• The city of Eugene spent $20,000 to remove a low ledge at the corner of Broadway and Willamette where people often stopped to sit, people with “undesirable behaviors” according to a recent KVAL news story on the wall’s demolition. KVAL quoted a business owner as saying the wall was a “magnet for drug dealing, and drug use, alcoholism.” The city is apparently looking to replace the wall with bike racks … or, interestingly enough, seating. Let’s start with the fact that places to sit are a needed part of the urban environment. Next, we wonder if there isn’t a better way to spend $20,000 to improve downtown than tearing down a wall? (It did wonders for Berlin, but this is Eugene.) Finally, does the city have a plan for building urban seating that magically repels alcoholism and drug use? If so, there’s money to be made there.
• Where will the Winter Olympics be held in 20 years? Or 40 years? The outdoor events do require a certain chill factor. A recent report by The Daily Climate shows that the five sites in contention for the 2022 Olympics, Almaty, Kazakhstan; Beijing, China; Krakow, Poland; Lviv, Ukraine; and Oslo, Norway, could all be at the upper half of the hottest weather records they’ve seen over the 150 years if something isn’t done to curb greenhouse gas emissions. And the snowboarders think the snow is slushy now?
• Good news for Dawn Lesley that Jack Roberts has endorsed her candidacy for the Lane County Commission. A former commissioner himself, Roberts has long been a leader of Oregon Republicans, especially the moderates. Lesley is a Democrat, also a moderate, but her opponent, Commissioner Jay Bozievich, is a Tea Party R. Maybe this means Oregon moderate Republicans are joining the struggle across the country to take back their party.
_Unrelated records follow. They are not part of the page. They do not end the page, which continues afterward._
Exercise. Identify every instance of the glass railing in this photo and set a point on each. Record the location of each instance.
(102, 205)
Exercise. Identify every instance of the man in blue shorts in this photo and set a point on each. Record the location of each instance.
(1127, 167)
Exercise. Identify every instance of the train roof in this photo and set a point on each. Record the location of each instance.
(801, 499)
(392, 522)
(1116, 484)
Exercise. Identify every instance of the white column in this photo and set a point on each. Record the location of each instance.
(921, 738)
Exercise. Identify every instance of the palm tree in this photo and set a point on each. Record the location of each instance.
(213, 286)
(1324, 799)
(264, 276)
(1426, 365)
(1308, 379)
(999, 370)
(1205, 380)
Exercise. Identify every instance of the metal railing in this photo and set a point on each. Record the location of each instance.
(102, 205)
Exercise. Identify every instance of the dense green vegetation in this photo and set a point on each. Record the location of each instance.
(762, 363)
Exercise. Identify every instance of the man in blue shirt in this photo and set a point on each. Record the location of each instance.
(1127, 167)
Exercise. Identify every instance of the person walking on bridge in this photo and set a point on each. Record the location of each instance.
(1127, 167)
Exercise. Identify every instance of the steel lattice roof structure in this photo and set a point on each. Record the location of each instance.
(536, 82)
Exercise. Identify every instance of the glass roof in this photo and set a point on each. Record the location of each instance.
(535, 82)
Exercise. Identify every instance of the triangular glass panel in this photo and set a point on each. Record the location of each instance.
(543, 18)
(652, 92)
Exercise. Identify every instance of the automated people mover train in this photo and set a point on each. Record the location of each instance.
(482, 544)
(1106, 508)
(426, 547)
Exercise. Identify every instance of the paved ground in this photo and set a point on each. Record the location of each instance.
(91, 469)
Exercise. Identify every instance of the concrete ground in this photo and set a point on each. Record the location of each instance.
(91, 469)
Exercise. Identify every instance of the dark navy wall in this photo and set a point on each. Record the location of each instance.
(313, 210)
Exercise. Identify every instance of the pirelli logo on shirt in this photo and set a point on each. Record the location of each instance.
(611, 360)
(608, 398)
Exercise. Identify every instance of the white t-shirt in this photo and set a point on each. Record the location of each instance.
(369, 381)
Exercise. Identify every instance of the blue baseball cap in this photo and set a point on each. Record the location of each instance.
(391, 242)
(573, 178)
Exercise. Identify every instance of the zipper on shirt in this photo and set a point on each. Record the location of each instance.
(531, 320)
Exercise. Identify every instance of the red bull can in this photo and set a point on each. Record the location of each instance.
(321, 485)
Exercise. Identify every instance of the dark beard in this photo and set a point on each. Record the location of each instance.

Maybe it simply means that Lesley, a well-educated engineer who is new to politics, is the best candidate. She is.
• Some good news from Douglas County. The Friends of Mildred Kanipe Park has signed an agreement with Douglas County commissioners to hopefully nix the commissioners’ proposals to build roads and log in the much-loved county park. (See this column Jan. 16.) The nonprofit needs to raise $65,000 by July 31 to pay for a campground in the park, but we hear that figure is not an unreasonable goal. This agreement shows what a small group of dedicated volunteers can do in a conservative county where chainsaws rule.
• Gov. Jerry Brown of California is too old to run for president! That’s one response we got last week after suggesting that he could win re-election in California, hold the governorship and run against Hillary in 2016, at least pushing her to the left. Born in 1938, Brown will be 78 in 2016 and 82 four years later. As this country ages, 78 could be the new 68.